Autisme spectrum stoornissen kenmerken zich door onder andere problemen in de sociale interactie en communicatie. Hoewel er de afgelopen jaren steeds meer kinderen de diagnose autisme hebben gekregen, is er vrij weinig bekend over hoe deze mensen in de volwassenheid functioneren.
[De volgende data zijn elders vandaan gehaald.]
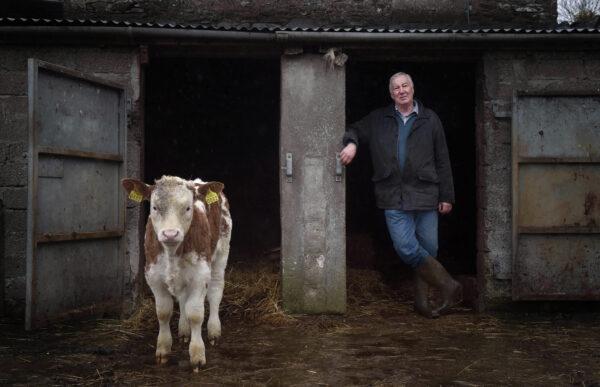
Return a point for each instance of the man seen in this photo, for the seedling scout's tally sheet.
(413, 182)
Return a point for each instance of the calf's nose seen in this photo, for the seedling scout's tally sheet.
(170, 233)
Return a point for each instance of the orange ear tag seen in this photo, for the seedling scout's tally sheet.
(211, 197)
(136, 196)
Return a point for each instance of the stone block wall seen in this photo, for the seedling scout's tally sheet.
(120, 65)
(317, 13)
(503, 73)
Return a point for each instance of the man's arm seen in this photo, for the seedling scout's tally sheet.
(444, 169)
(356, 133)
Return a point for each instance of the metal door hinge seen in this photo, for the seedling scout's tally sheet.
(339, 168)
(288, 168)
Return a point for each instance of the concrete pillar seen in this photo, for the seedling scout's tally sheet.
(313, 197)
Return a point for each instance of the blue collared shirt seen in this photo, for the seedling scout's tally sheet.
(405, 123)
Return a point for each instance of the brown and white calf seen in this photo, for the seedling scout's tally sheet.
(187, 245)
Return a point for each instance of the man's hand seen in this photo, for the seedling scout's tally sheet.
(348, 153)
(444, 208)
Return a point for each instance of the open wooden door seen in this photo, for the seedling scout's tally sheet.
(75, 219)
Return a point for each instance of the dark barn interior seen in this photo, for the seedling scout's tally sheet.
(218, 119)
(448, 89)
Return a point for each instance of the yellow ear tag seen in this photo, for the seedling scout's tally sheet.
(136, 196)
(211, 197)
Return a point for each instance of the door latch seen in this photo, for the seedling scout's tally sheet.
(288, 167)
(338, 168)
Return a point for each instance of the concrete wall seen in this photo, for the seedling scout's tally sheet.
(502, 74)
(119, 65)
(337, 12)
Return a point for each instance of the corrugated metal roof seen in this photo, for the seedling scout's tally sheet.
(293, 27)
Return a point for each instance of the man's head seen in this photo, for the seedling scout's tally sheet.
(402, 89)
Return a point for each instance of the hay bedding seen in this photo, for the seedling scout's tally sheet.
(253, 294)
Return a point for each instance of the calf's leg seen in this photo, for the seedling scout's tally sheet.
(194, 310)
(215, 291)
(164, 310)
(183, 329)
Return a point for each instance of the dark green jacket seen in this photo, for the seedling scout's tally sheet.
(427, 176)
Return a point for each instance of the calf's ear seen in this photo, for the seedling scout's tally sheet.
(212, 186)
(137, 190)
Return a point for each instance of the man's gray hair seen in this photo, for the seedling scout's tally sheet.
(398, 75)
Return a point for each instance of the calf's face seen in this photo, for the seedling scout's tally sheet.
(171, 207)
(171, 212)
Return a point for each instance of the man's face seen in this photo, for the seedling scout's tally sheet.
(402, 91)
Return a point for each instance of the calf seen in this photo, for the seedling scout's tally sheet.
(187, 245)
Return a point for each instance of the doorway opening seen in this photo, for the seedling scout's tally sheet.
(218, 119)
(448, 89)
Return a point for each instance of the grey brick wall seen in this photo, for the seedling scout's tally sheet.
(117, 64)
(503, 73)
(337, 12)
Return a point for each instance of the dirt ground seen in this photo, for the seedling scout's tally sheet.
(380, 343)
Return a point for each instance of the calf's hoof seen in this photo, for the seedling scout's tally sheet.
(161, 358)
(214, 331)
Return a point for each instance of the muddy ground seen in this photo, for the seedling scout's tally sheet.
(381, 343)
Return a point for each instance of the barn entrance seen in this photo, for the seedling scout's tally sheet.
(218, 119)
(448, 89)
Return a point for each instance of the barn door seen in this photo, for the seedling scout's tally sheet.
(556, 197)
(75, 212)
(312, 186)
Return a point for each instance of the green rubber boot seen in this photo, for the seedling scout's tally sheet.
(435, 275)
(422, 298)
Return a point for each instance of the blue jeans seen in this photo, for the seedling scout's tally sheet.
(414, 234)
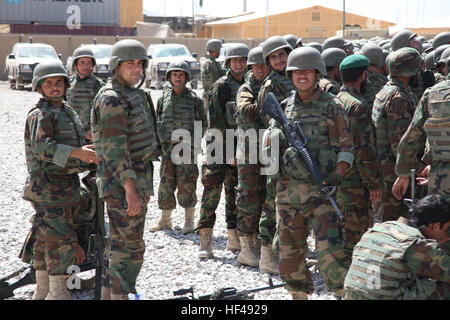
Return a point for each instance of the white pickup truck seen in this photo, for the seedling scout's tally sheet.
(24, 57)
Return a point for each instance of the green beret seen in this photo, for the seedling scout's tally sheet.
(354, 61)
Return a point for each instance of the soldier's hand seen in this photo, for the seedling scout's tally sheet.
(376, 195)
(399, 187)
(133, 200)
(80, 255)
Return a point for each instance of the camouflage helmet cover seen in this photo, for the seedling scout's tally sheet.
(48, 69)
(180, 66)
(305, 58)
(126, 50)
(405, 62)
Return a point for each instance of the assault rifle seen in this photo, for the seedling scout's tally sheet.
(229, 293)
(94, 252)
(296, 139)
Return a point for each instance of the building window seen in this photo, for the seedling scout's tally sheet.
(316, 16)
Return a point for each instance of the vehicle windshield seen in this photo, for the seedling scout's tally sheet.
(37, 52)
(163, 52)
(102, 52)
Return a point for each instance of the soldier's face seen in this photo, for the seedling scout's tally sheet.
(53, 88)
(237, 65)
(260, 71)
(131, 71)
(278, 60)
(84, 66)
(178, 78)
(304, 80)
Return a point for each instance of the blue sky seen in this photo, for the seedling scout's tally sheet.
(403, 12)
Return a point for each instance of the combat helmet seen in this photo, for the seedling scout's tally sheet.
(181, 66)
(441, 39)
(305, 58)
(291, 39)
(374, 52)
(213, 45)
(255, 56)
(126, 50)
(401, 39)
(47, 69)
(316, 45)
(405, 62)
(332, 57)
(82, 52)
(236, 50)
(273, 44)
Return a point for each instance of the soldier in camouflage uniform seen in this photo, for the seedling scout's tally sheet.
(402, 260)
(211, 70)
(391, 114)
(83, 86)
(376, 78)
(298, 202)
(275, 52)
(424, 79)
(362, 184)
(221, 109)
(56, 152)
(431, 123)
(177, 109)
(123, 125)
(331, 82)
(251, 189)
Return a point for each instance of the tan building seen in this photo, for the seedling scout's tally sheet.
(312, 22)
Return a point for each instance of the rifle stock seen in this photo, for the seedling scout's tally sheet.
(296, 139)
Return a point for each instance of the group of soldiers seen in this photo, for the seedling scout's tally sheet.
(357, 106)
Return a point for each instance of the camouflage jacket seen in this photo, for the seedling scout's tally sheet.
(277, 83)
(394, 261)
(179, 112)
(326, 127)
(392, 112)
(51, 134)
(414, 139)
(80, 94)
(375, 81)
(366, 171)
(210, 73)
(123, 124)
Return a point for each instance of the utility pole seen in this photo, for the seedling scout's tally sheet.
(343, 20)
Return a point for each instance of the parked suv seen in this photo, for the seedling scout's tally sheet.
(160, 55)
(24, 57)
(102, 54)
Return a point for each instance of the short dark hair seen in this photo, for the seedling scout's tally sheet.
(431, 209)
(353, 74)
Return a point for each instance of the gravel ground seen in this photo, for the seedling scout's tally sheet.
(170, 260)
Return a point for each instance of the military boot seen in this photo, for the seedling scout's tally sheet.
(41, 285)
(205, 250)
(58, 288)
(233, 241)
(299, 295)
(165, 222)
(189, 215)
(268, 262)
(249, 254)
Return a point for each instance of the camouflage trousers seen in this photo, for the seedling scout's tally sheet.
(250, 196)
(355, 205)
(126, 247)
(213, 176)
(182, 178)
(267, 222)
(294, 223)
(55, 237)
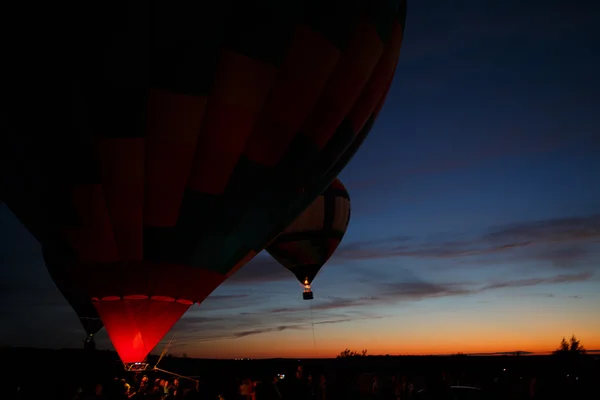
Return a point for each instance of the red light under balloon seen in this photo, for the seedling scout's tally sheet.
(139, 302)
(136, 326)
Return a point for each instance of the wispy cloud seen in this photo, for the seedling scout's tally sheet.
(562, 241)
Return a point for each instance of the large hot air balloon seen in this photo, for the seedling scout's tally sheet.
(308, 243)
(183, 138)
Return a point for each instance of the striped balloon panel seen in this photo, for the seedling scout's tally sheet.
(192, 132)
(306, 245)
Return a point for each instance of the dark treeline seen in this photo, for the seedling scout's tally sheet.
(39, 373)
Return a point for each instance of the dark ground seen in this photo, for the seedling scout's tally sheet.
(41, 373)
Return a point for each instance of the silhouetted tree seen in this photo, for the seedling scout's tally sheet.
(350, 353)
(573, 346)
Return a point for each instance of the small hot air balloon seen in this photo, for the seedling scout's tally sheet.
(308, 243)
(183, 138)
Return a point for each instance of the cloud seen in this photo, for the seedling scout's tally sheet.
(561, 241)
(520, 283)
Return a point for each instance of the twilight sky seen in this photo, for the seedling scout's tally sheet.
(476, 210)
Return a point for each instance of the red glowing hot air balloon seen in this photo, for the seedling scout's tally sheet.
(308, 243)
(184, 138)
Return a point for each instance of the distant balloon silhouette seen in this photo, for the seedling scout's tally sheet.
(308, 243)
(185, 137)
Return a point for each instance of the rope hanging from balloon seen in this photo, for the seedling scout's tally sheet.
(312, 323)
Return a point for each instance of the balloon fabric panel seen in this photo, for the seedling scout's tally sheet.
(303, 250)
(199, 131)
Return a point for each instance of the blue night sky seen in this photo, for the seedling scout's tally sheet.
(475, 210)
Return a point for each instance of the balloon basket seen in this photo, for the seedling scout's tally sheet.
(137, 367)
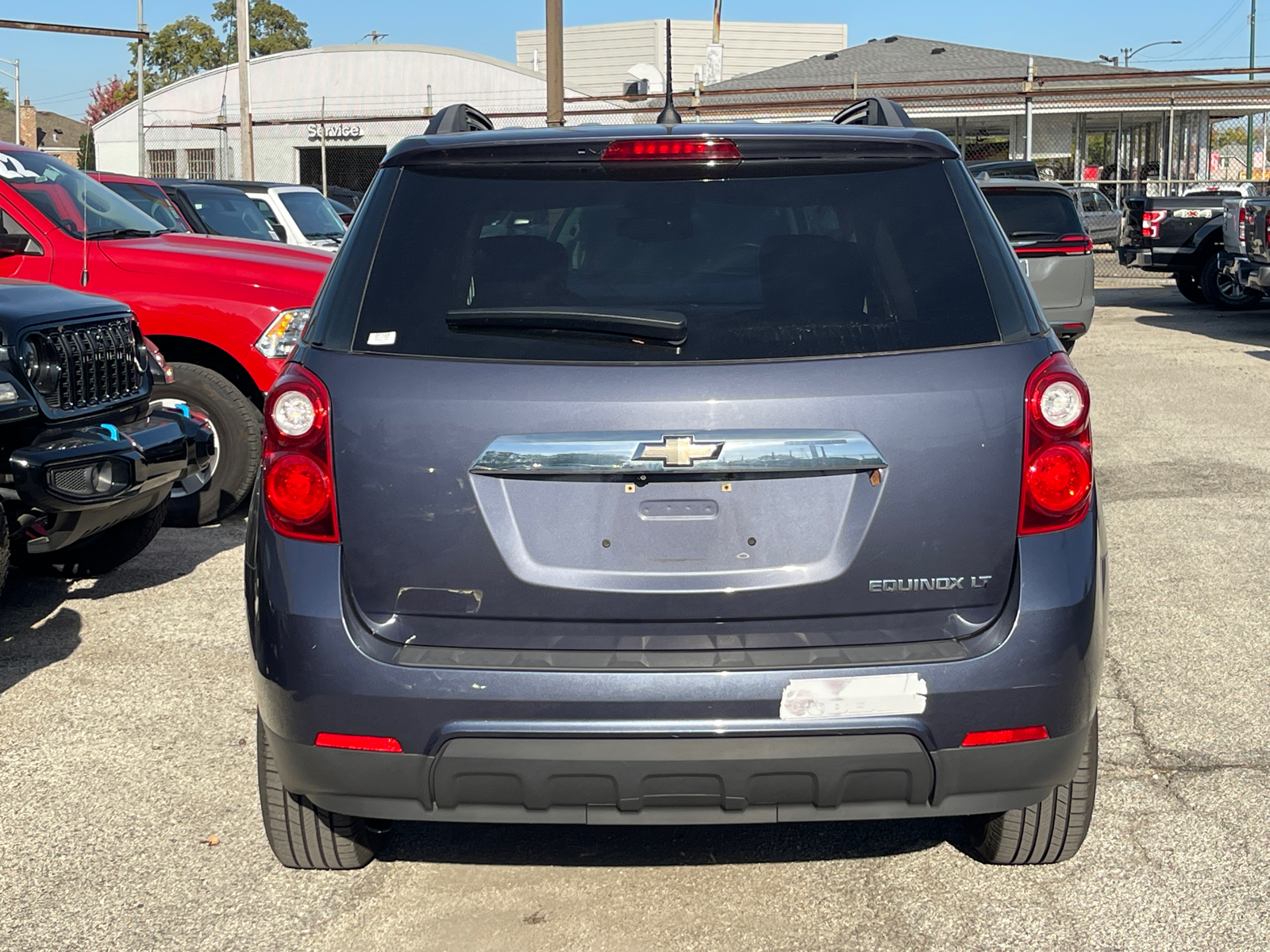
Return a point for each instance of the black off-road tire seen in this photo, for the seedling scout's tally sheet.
(1048, 831)
(4, 549)
(102, 552)
(302, 835)
(238, 424)
(1187, 283)
(1222, 291)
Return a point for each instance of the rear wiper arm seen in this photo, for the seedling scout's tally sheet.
(126, 232)
(656, 327)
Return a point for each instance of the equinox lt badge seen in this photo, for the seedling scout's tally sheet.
(941, 584)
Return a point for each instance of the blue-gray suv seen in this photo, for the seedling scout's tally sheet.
(676, 474)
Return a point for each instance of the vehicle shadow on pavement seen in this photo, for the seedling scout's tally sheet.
(508, 844)
(40, 628)
(1172, 311)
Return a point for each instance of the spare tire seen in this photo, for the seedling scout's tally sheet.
(237, 428)
(1225, 292)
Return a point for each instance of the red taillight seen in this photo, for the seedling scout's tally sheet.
(1066, 245)
(1058, 454)
(698, 150)
(298, 482)
(359, 742)
(1151, 222)
(1011, 735)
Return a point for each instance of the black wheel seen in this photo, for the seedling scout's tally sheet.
(1225, 292)
(1048, 831)
(4, 549)
(1187, 283)
(305, 837)
(237, 423)
(102, 552)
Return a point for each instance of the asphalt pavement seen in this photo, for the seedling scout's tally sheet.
(129, 814)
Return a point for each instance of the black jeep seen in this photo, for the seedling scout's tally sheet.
(88, 451)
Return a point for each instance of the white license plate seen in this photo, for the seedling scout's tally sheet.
(869, 696)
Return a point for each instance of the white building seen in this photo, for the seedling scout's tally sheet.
(370, 95)
(600, 59)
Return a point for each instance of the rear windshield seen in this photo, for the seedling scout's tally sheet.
(152, 201)
(751, 268)
(313, 215)
(1034, 213)
(228, 211)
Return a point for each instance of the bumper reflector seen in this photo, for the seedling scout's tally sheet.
(1011, 735)
(359, 742)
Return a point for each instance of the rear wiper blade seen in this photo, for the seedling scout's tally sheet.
(126, 232)
(657, 327)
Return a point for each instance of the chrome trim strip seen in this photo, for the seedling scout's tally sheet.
(647, 452)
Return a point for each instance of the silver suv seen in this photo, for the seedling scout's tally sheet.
(1054, 251)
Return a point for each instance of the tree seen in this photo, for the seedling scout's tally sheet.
(88, 152)
(181, 50)
(105, 98)
(275, 29)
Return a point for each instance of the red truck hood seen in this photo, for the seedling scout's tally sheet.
(205, 258)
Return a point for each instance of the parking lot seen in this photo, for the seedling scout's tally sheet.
(131, 822)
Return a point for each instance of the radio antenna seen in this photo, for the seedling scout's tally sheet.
(668, 116)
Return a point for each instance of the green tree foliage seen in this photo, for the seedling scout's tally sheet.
(181, 50)
(275, 29)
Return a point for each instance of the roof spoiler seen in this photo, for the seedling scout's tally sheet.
(459, 117)
(874, 112)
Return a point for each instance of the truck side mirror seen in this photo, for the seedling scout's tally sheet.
(13, 245)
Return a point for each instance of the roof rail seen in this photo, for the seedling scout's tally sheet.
(459, 117)
(873, 112)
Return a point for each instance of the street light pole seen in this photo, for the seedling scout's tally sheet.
(141, 93)
(1253, 65)
(243, 25)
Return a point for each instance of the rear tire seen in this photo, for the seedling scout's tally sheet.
(1048, 831)
(238, 424)
(102, 552)
(1222, 291)
(302, 835)
(4, 549)
(1187, 283)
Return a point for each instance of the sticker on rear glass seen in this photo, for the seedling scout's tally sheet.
(869, 696)
(12, 169)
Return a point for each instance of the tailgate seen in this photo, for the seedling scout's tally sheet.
(916, 543)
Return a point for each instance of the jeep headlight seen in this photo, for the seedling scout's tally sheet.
(281, 336)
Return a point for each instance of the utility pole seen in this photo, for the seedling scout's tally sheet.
(141, 93)
(556, 63)
(1253, 65)
(17, 101)
(243, 25)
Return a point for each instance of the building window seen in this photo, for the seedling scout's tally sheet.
(202, 163)
(163, 163)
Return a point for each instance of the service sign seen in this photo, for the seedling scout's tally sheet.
(334, 131)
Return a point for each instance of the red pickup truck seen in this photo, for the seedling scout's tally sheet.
(224, 311)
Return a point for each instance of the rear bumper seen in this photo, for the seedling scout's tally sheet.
(1251, 274)
(670, 747)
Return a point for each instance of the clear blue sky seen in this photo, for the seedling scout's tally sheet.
(57, 70)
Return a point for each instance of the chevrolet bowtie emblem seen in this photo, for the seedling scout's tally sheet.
(679, 451)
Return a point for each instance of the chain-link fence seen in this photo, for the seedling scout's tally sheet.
(1109, 136)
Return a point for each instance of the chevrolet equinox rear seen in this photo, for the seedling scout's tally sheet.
(675, 475)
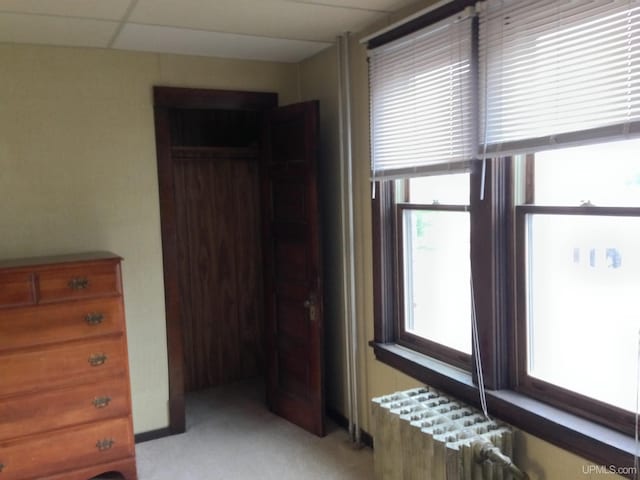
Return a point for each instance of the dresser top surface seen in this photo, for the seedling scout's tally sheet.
(58, 259)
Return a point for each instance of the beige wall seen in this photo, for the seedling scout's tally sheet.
(78, 172)
(540, 459)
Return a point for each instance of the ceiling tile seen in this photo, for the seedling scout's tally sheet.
(269, 18)
(48, 30)
(198, 42)
(377, 5)
(101, 9)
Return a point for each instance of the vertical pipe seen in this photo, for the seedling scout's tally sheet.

Lopen ze bijvoorbeeld een grotere kans op psychose of bipolaire stoornissen?

Een handjevol eerdere studies laat zien dat er voorzichtig bewijs is dat mensen met autisme meer risico lopen op het ontwikkelen van non-affectieve psychoses en bipolaire stoornissen. Zo zou er enige genetische overlap zijn gevonden tussen autisme en schizofrenie. Ook tussen autisme en bipolaire stoornissen werd gevonden dat eerstegraads familieleden van mensen met autisme een verhoogde kans op bipolaire stoornissen hadden. Om meer te weten te komen over of mensen met autisme hier inderdaad meer risico voor lopen werd dit onderzocht in een groot bevolkingsonderzoek in Zweden.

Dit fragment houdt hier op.